Kedi - 7

1.5K 215 65
                                    

''Minho nerede?''

''Banyoda''

''Ama Lino'nun ne kadar tatlı olduğunu görmesi gerek!'' dedi Seungmin onu sevmeye uzanarak, Minho ise ona hırladı.

'Bana Lino demeyi kes be!'

Minho şu an en genç olan Jeongin tarafından tutuluyordu. Tutuşundan kurtulmaya çalıştı ama bu devrin çocuklarını neyle besliyorlarsa artık... genç fazla güçlüydü sanki.

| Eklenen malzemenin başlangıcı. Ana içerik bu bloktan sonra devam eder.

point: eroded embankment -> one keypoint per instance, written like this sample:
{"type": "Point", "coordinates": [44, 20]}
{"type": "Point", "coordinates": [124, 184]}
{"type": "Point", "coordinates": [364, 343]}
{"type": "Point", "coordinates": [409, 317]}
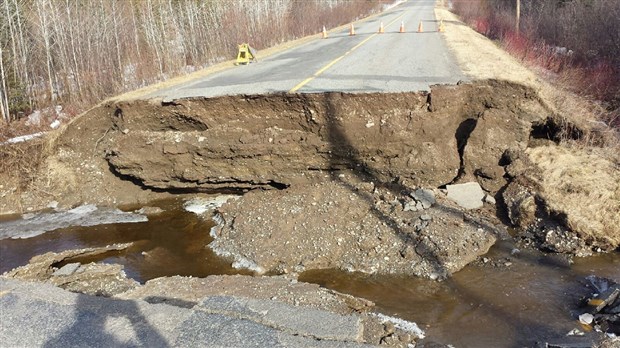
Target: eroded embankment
{"type": "Point", "coordinates": [280, 140]}
{"type": "Point", "coordinates": [352, 163]}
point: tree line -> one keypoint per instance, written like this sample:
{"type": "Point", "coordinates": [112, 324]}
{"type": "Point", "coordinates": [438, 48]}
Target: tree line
{"type": "Point", "coordinates": [80, 51]}
{"type": "Point", "coordinates": [581, 37]}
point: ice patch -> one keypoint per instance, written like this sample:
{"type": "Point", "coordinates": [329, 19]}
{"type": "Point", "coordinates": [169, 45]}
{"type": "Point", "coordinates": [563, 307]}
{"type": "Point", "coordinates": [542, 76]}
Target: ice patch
{"type": "Point", "coordinates": [404, 325]}
{"type": "Point", "coordinates": [243, 263]}
{"type": "Point", "coordinates": [31, 225]}
{"type": "Point", "coordinates": [200, 206]}
{"type": "Point", "coordinates": [23, 138]}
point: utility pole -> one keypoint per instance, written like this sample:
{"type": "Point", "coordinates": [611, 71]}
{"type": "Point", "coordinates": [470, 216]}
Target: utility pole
{"type": "Point", "coordinates": [518, 14]}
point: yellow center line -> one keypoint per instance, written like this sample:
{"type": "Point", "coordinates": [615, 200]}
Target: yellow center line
{"type": "Point", "coordinates": [330, 64]}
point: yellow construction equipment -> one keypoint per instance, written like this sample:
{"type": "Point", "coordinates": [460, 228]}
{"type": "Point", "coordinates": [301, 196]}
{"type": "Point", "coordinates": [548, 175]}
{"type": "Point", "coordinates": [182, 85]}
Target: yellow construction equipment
{"type": "Point", "coordinates": [246, 54]}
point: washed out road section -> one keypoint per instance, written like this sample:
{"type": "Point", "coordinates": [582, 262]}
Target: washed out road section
{"type": "Point", "coordinates": [365, 62]}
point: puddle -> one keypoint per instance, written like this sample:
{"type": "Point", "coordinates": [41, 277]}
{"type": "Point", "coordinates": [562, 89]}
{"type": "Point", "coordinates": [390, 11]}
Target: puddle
{"type": "Point", "coordinates": [484, 305]}
{"type": "Point", "coordinates": [171, 243]}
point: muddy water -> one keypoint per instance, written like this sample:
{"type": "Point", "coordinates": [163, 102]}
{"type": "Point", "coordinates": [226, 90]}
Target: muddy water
{"type": "Point", "coordinates": [171, 243]}
{"type": "Point", "coordinates": [511, 300]}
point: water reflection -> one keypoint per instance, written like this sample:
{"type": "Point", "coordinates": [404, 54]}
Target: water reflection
{"type": "Point", "coordinates": [171, 243]}
{"type": "Point", "coordinates": [484, 305]}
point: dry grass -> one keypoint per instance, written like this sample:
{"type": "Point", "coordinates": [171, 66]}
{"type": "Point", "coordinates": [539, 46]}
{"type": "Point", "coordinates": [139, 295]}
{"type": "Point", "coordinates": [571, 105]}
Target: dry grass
{"type": "Point", "coordinates": [583, 186]}
{"type": "Point", "coordinates": [580, 178]}
{"type": "Point", "coordinates": [480, 58]}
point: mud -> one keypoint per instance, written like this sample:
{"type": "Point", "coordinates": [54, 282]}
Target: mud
{"type": "Point", "coordinates": [358, 156]}
{"type": "Point", "coordinates": [350, 226]}
{"type": "Point", "coordinates": [279, 140]}
{"type": "Point", "coordinates": [65, 271]}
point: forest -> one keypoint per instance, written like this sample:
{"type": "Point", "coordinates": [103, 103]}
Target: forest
{"type": "Point", "coordinates": [576, 42]}
{"type": "Point", "coordinates": [76, 53]}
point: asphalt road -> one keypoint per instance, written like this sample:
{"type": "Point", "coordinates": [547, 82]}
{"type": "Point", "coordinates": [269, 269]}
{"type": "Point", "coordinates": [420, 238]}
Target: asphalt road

Kısacası, Minho kötü bir durumdaydı. Hemen buradan kurtulmanın bir yolunu bulmalıydı, yoksa insana dönüştüğünde sözde tuvalette geçirdiği süreden dolayı onu 'ağır kabızlık' sorunundan hastaneye sürükleyeceklerdi.

Buna rağmen Minho önünde sallanıp duran ipi görünce ne durumda olduğunu unutuverdi.

'Amaaaan'

Jeongin'in tutuşunun zayıfladığını hissedince hemen ipi tutmaya fırlamıştı ama ip yok olmuştu. 

Onu geri çeken kişiye hırlamak istedi ama ip yeniden belirince dikkati yine dağıldı.

''Neredeyse. Tuttum''

Minho bu kez ipi yakalamıştı, zafer edasıyla miyavladı. Ama hemen sonrasında ipi yine çektiler.

Kedicik hayal kırıklığıyla bir kez daha miyavladı ve yeniden ipin peşine düştü.

'Hassiktir! Bekle! Sikmişim ipi ya, banyoya dönmem gerek!'

''BU ÇOK TATLIYDI ÖLMEK İSTİYORUM!'' diye haykırdı Hyunjin.

''Jisung, ipi ver gitsin artık. Çok yorgun görünüyor'' dedi Chan. Jisung da homurdanarak oynatıp durduğu ipi elinden bıraktı. Minho hemen ona koştu ve bırakılan iple oynamaya başladı.

''Bu arada Changbin, sen de gidip Minho'nun tuvalette ölüp ölmediğine bakmaya gider misin?''

'HASSİKTİR BANYO!'

Changbin ayağa kalktı.

'Plan: balkona koş, sonra da... aşağı atla ve kaybol, bir şekilde stüdyoya gittiğini söyle?'

Changbin banyoya doğru gitti.

Minho uzun ipi ağzına alarak balkona koştu.

Şansı yaver değildi ki, bir apartmanda yaşıyorlardı.

Minho aşağı komşularının balkonu ve kendilerininki arasındaki mesafeyi hesaplarken bir kedi olarak hayatta kalma şansının ne kadar olabileceğini de düşünüyordu.

Hesaplamalarının tam ortasındaydı ki büyüdüğünü ve çevresinin normal boyutlara döndüğünü hissetti.

Ellerini yüzüne attığında normal insan yüzüne kavuştuğunu anladı.

Rahatlamış bir iç çekerken gülüyordu ki, ipin hala ağzında olduğunu fark edince somurtarak onu tükürdü.

''Hyung? Burada ne yapıyorsun?''

Minho başını o kadar hızlı çevirmişti ki sanki boynu kırılmıştı, Felix karşısında dikiliyordu ''B-ben mi? Ah, şey, anlarsın ya. Oda beni bastı da biraz, o yüzden temiz hava almaya çıktım?''

Minho kendi kendine kızıyordu 'Aynen geri zekalı, başka bahane bulamadın mı?'.

''Hyung? Sen az önce kekeledin mi?''

''H-hayır?''

Felix bir kaşını kaldırdı.

Ona yaklaşarak bir elini omzuna attı.

''Hyung, sen iyi misin?'' diye sordu, sesinde bariz endişe vardı.

''Evet, evet iyiyim Felix'' dedi Minho daha inandırıcı olsun diye ona sırıtarak.

Felix rahatlamışçasına geri çekildi ''Hadi o zaman hyung! Lino geri geldi, onu görmelisin!''

Büyüğünü yeniden oturma odasına götürdüğünde bütün üyelerin bir şeyler aradığını gördü.

''Ne arıyorsunuz çocuklar?'' diye sordu.

''Lino'yu! Onu hiçbir yerde bulamıyoruz. Of ya, Minho hyung'un onu görmesini çok istiyordum!'' diyerek dudak büzdü Jisung.